O ministro dos Transportes, Renan Filho, defendeu as mudanças nas regras para a obtenção da Carteira Nacional de Habilitação (CNH) durante a reunião de líderes partidários da Câmara dos Deputados, realizada na última quinta-feira (30).
Segundo o ministro, a proposta busca reduzir custos e simplificar o processo de habilitação no país. “A lei não impôs a obrigatoriedade da autoescola. Ela criou a figura do instrutor independente, que agora não pode trabalhar por causa de regras infralegais que foram impostas, criando barreiras”, afirmou, referindo-se ao Código de Trânsito Brasileiro (CTB).
Renan Filho destacou que cerca de 20 milhões de brasileiros dirigem sem habilitação, segundo dados da Secretaria Nacional de Trânsito (Senatran).

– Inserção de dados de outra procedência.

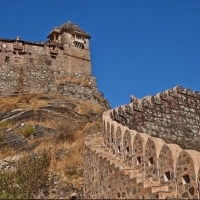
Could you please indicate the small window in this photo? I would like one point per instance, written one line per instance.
(138, 159)
(186, 179)
(151, 161)
(127, 149)
(7, 59)
(118, 149)
(167, 176)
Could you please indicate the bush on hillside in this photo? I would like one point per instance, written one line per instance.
(31, 177)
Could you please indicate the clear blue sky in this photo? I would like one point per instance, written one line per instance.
(138, 47)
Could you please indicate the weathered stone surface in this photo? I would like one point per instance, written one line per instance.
(122, 162)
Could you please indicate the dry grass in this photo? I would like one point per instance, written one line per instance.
(69, 141)
(24, 101)
(6, 152)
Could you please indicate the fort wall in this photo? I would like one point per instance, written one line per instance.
(60, 65)
(172, 115)
(122, 163)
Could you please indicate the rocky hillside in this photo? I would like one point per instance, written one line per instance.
(42, 135)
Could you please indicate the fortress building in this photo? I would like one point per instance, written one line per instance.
(60, 65)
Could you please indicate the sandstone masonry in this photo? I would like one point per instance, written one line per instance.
(128, 160)
(60, 65)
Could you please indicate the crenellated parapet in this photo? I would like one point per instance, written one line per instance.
(128, 161)
(172, 115)
(140, 166)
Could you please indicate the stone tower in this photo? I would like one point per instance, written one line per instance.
(50, 66)
(75, 44)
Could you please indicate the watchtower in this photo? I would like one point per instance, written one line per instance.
(75, 44)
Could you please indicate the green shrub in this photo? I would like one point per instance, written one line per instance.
(5, 124)
(26, 131)
(30, 177)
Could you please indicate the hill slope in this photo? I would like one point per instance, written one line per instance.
(38, 123)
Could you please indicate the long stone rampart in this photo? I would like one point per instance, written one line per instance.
(172, 115)
(139, 167)
(127, 161)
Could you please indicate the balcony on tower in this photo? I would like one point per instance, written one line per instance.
(53, 49)
(17, 45)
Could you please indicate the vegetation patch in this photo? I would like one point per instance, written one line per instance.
(27, 131)
(5, 124)
(31, 177)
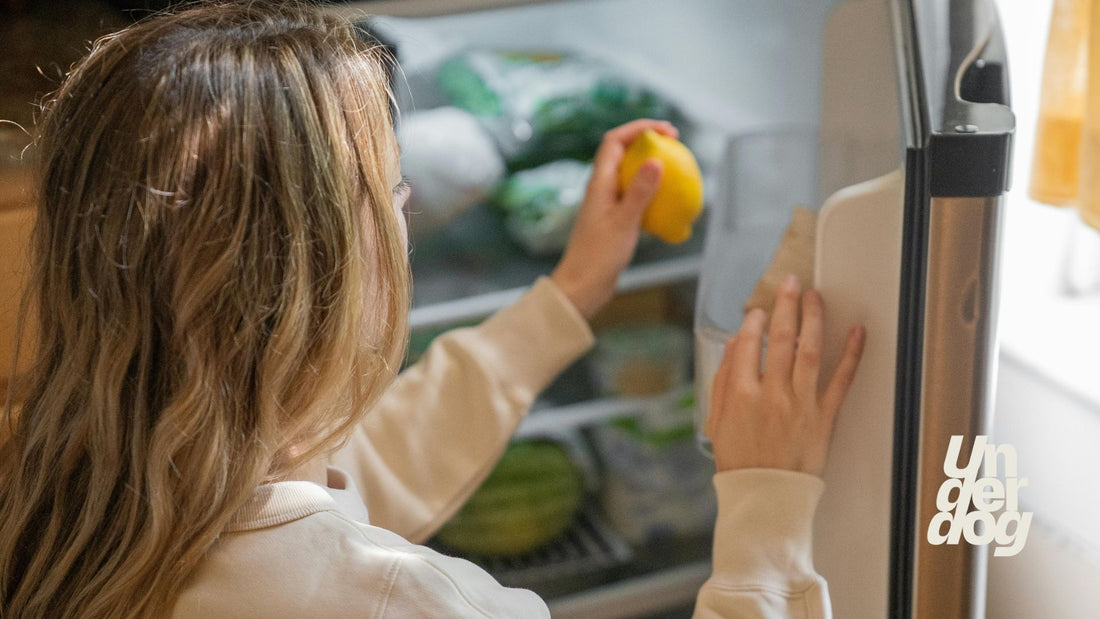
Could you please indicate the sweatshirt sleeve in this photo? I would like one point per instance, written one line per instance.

Ele atribuiu esse cenário ao processo “burocrático, caro e muito lento”, que pode custar até R$ 5 mil e levar em média nove meses para a obtenção da CNH nas categorias A e B.

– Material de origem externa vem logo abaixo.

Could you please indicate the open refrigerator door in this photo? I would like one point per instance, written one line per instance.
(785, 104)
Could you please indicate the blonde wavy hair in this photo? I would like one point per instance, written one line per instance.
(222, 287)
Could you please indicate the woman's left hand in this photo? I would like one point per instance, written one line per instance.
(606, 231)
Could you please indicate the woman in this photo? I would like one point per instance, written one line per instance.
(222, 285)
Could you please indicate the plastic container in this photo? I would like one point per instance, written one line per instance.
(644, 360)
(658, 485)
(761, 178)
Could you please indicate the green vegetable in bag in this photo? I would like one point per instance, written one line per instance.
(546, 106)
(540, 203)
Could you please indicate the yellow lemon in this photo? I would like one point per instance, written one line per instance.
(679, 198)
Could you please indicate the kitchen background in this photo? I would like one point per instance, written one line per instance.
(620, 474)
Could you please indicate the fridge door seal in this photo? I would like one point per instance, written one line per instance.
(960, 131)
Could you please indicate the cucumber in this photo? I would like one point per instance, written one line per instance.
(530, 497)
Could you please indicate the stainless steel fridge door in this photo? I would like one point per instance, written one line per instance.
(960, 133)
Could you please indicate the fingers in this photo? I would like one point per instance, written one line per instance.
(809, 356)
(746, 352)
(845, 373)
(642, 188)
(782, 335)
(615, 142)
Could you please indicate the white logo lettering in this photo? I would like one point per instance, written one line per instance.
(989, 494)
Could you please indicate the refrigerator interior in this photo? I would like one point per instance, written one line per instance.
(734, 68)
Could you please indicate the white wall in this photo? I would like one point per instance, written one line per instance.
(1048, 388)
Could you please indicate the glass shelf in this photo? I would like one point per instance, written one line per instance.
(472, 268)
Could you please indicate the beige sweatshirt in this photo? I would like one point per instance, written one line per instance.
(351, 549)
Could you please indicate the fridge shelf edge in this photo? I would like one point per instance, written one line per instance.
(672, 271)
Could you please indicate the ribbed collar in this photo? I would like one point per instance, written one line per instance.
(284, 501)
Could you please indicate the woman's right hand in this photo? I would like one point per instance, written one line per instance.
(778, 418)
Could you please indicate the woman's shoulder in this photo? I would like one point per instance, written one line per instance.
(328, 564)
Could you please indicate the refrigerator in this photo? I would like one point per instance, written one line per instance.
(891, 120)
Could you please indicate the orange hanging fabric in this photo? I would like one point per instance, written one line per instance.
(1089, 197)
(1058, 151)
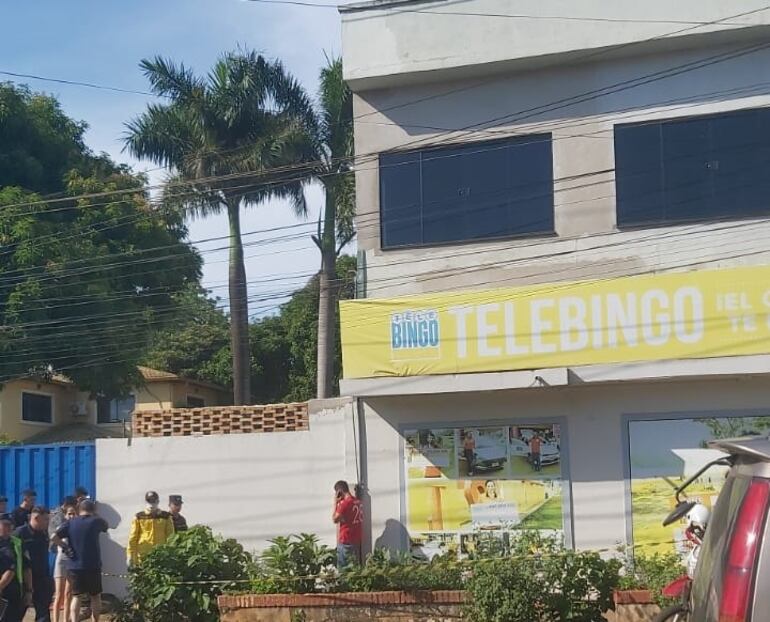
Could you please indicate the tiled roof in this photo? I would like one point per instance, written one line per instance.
(148, 373)
(73, 433)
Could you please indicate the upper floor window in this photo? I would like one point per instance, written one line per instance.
(698, 168)
(116, 410)
(467, 192)
(36, 407)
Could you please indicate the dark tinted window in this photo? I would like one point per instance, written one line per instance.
(467, 192)
(700, 168)
(37, 408)
(115, 410)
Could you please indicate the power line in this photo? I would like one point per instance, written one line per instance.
(89, 85)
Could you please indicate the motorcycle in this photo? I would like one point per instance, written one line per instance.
(696, 516)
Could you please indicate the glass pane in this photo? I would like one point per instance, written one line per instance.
(400, 200)
(37, 408)
(741, 162)
(687, 169)
(467, 192)
(638, 174)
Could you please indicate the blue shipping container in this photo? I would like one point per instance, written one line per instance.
(52, 471)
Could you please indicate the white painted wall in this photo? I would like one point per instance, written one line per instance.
(251, 487)
(587, 243)
(594, 434)
(386, 39)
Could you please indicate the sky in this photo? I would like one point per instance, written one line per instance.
(102, 42)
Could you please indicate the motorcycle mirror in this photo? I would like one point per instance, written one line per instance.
(679, 512)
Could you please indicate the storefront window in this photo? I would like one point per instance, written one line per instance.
(468, 487)
(663, 454)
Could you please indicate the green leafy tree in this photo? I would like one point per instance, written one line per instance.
(39, 144)
(181, 579)
(198, 333)
(227, 134)
(283, 352)
(80, 288)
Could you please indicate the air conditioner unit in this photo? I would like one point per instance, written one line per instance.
(79, 409)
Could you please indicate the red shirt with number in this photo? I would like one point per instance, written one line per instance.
(351, 515)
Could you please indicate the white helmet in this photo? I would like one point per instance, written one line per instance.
(699, 516)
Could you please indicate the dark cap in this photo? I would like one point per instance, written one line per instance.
(87, 505)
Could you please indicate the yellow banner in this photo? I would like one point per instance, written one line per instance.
(670, 316)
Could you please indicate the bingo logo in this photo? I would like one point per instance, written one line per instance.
(413, 330)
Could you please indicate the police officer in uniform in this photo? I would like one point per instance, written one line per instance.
(175, 508)
(18, 592)
(149, 528)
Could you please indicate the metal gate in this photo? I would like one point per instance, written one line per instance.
(52, 471)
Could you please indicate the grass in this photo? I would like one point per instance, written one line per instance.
(651, 501)
(547, 516)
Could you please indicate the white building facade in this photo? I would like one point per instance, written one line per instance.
(562, 215)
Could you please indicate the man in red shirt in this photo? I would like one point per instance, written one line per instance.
(534, 450)
(349, 516)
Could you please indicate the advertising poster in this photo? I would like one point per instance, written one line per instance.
(663, 454)
(469, 487)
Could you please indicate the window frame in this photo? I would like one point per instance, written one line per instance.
(653, 223)
(544, 234)
(111, 400)
(51, 396)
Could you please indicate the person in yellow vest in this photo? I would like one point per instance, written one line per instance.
(149, 528)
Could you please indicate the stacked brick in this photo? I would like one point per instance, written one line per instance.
(214, 420)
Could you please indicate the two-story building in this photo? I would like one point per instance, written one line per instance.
(563, 229)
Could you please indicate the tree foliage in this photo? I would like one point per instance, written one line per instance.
(171, 582)
(81, 289)
(283, 353)
(229, 136)
(39, 144)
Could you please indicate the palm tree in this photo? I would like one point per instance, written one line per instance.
(333, 130)
(227, 139)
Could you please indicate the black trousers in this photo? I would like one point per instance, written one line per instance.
(14, 612)
(42, 597)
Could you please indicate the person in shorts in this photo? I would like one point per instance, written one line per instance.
(63, 593)
(34, 540)
(80, 538)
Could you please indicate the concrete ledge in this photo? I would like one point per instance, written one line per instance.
(647, 371)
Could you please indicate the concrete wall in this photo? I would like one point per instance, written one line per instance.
(420, 39)
(588, 243)
(252, 487)
(593, 432)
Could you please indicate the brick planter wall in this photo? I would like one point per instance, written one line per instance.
(439, 606)
(222, 420)
(633, 606)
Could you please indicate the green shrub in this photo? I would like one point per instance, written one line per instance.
(652, 572)
(384, 571)
(292, 565)
(541, 580)
(159, 585)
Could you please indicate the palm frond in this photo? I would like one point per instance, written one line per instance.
(168, 79)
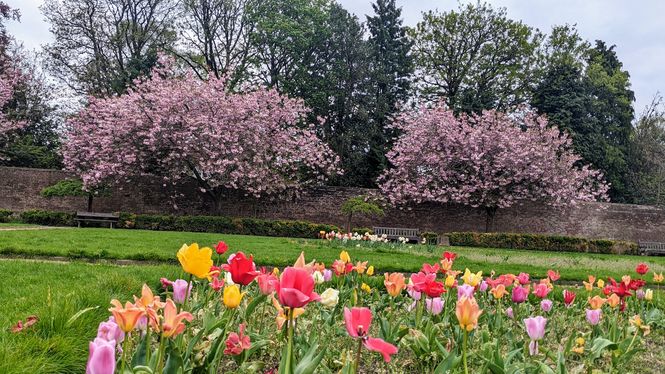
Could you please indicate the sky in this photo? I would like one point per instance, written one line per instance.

Entre as mudanças propostas estão a desobrigação das aulas teóricas e práticas, mantendo-se, porém, as provas obrigatórias nas duas modalidades. “O governo vai manter as provas, porque cabe ao governo democratizar e baratear a maneira de aprender e o dever de aferir se o cidadão aprendeu”, explicou o ministro.
Renan Filho também informou que será editada uma “resolução singela” para adequar a norma infralegal ao que já está previsto no CTB. “Estamos tirando coisas. A obrigatoriedade não está na lei, por que está na resolução? Não estamos extrapolando as competências do Contran, estamos desburocratizando”, afirmou.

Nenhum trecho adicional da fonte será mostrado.